Aired October 17, 2001 - 05:00   ET


KYRA PHILLIPS, CNN ANCHOR: U.S. bombs trigger explosions in Afghanistan's capital city. The relentlessness U.S.-led assault pounds Kabul in a new day of heavy blasts.

LEON HARRIS, CNN ANCHOR: The Arab-Israeli factor is thrown into turmoil with the shooting death of an Israeli cabinet minister this morning. And this...


UNIDENTIFIED GOVERNMENT OFFICIAL: While organized terrorism has not been ruled out, so far we have found no direct link to organized terrorism.


PHILLIPS: Clues are piling up for investigators looking into anthrax threats in the U.S.

HARRIS: And what if Osama bin Laden is not behind the contaminated letters? The search for the suspects may include U.S. citizens.

PHILLIPS: Good morning and welcome to DAYBREAK. It's Wednesday, October 17, 2001. From the CNN Center in Atlanta, I'm Kyra Phillips.

HARRIS: And I am Leon Harris. Thank you for joining us this morning, folks. A lot to talk about today.

PHILLIPS: That's right.

We begin this morning with the latest developments in the U.S. fight against terrorism.

HARRIS: A late breaking report coming out of Israel may make the U.S.-Arab coalition a bit more tricky. Just moments ago, a controversial Israeli cabinet minister died from gunshot wounds. Rehavam Zeevi was gunned down in a Jerusalem hotel this morning. The Israeli security cabinet is meeting right now to decide just how it's going to respond.

PHILLIPS: And in the U.S. Senate, Majority Leader Tom Daschle says a contaminated letter mailed to his Capitol Hill office contained a particularly potent form of anthrax. So far, no one exposed to the envelope has tested positive for the infection.

HARRIS: And federal investigators say the letter sent to Daschle's office is similar to an anthrax contaminated letter sent to NBC anchorman Tom Brokaw in New York. Both were handwritten envelopes and they were postmarked from Trenton, New Jersey. The letters contained references to Allah and threatened the U.S. and Israel.
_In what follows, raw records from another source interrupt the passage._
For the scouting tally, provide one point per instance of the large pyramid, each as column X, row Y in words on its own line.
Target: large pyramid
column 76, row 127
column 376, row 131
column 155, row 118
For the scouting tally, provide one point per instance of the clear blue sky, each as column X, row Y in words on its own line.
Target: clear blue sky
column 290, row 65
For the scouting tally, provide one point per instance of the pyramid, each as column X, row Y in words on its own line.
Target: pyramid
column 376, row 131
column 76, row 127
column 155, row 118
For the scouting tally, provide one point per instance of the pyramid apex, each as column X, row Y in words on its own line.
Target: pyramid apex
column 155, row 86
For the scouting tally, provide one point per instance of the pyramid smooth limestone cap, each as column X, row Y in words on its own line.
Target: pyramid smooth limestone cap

PHILLIPS: Attorney General John Ashcroft has called for a crackdown on false anthrax reports. He's threatening fines and prison time for hoaxers. The FBI says that it has received more than 2,000 reports now of anthrax since October 1 and most of them have been hoaxes.

HARRIS: That's right.

PHILLIPS: Well, we're going to take you now to Walter Rodgers. He's live in Islamabad, Pakistan. He's got more on the intense air strikes that took place in Afghanistan today -- Walter.
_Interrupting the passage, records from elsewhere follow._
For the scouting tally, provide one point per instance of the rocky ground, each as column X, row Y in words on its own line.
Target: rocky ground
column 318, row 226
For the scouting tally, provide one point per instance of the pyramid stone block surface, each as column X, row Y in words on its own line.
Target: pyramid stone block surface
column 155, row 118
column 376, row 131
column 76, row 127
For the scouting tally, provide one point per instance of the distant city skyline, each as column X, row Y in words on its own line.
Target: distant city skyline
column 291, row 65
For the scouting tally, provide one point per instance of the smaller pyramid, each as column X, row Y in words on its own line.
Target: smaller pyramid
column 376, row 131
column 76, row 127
The U.S. continued its intense bombing campaign of Afghanistan, apparently targeting so-called centers of gravity of the Taliban. That would be Taliban military bases, also Taliban political strongholds like Kandahar. The bombs fell again today, as they did yesterday. Yesterday was the heaviest bombing of this campaign so far, well over 100 sorties. Again, the bombs rained down today, this time on Jalalabad, Kabul, the capital, and again on Kandahar, which has always been a strong political base for the Taliban.

Now, we should say that we are receiving reports out of Afghanistan from Taliban authorities alleging that one of the U.S. bombing strikes just north of Kandahar hit a bus, which the Taliban alleges the United States bombed. Again, they apparently were carrying at least 20 or more people on that bus. The Taliban says 18 of those people were killed in this U.S. bombing raid. We have no independent confirmation of that and the video we have did not disclose any bodies.
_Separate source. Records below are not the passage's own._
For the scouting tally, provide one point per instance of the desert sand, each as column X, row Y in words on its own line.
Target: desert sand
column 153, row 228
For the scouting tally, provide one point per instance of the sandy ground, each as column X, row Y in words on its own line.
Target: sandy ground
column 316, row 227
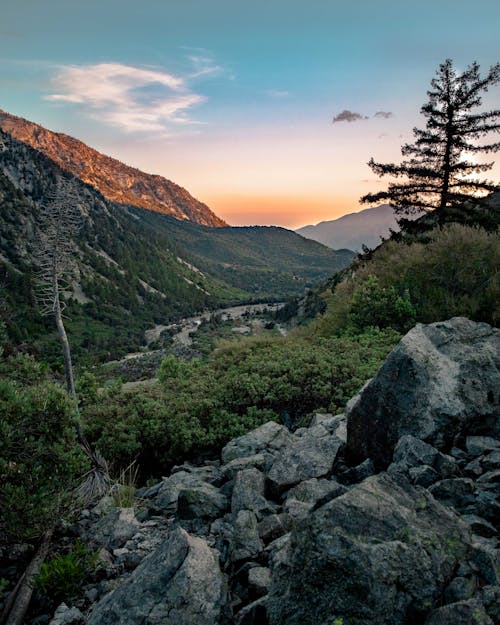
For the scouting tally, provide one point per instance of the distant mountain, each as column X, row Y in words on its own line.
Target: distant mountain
column 354, row 230
column 134, row 268
column 117, row 182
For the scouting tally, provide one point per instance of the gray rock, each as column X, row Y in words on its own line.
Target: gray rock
column 165, row 502
column 273, row 526
column 490, row 597
column 440, row 381
column 479, row 525
column 259, row 580
column 458, row 492
column 179, row 583
column 358, row 473
column 309, row 494
column 253, row 614
column 469, row 612
column 422, row 476
column 308, row 457
column 270, row 437
column 412, row 452
column 334, row 424
column 230, row 469
column 460, row 589
column 478, row 445
column 491, row 461
column 246, row 544
column 248, row 493
column 67, row 616
column 377, row 554
column 490, row 477
column 114, row 529
column 201, row 502
column 474, row 469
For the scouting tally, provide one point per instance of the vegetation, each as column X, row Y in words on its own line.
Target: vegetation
column 40, row 461
column 453, row 271
column 198, row 406
column 439, row 174
column 61, row 578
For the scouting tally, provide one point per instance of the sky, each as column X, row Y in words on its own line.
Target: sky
column 268, row 111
Nonetheless, it is a Taliban claim that one of the U.S. Air Force or Navy strikes against Kandahar went awry again and a bus was hit. Again, according to Taliban sources, unconfirmed here. But if that does, indeed, turn out to be true -- and recall, it usually takes several days to verify the credibility of these reports -- if that does turn out to be true, of course, it would be a boon to Osama bin Laden and his al Qaeda organization because it would help them make their case that the United States is warring against Muslims -- Kyra.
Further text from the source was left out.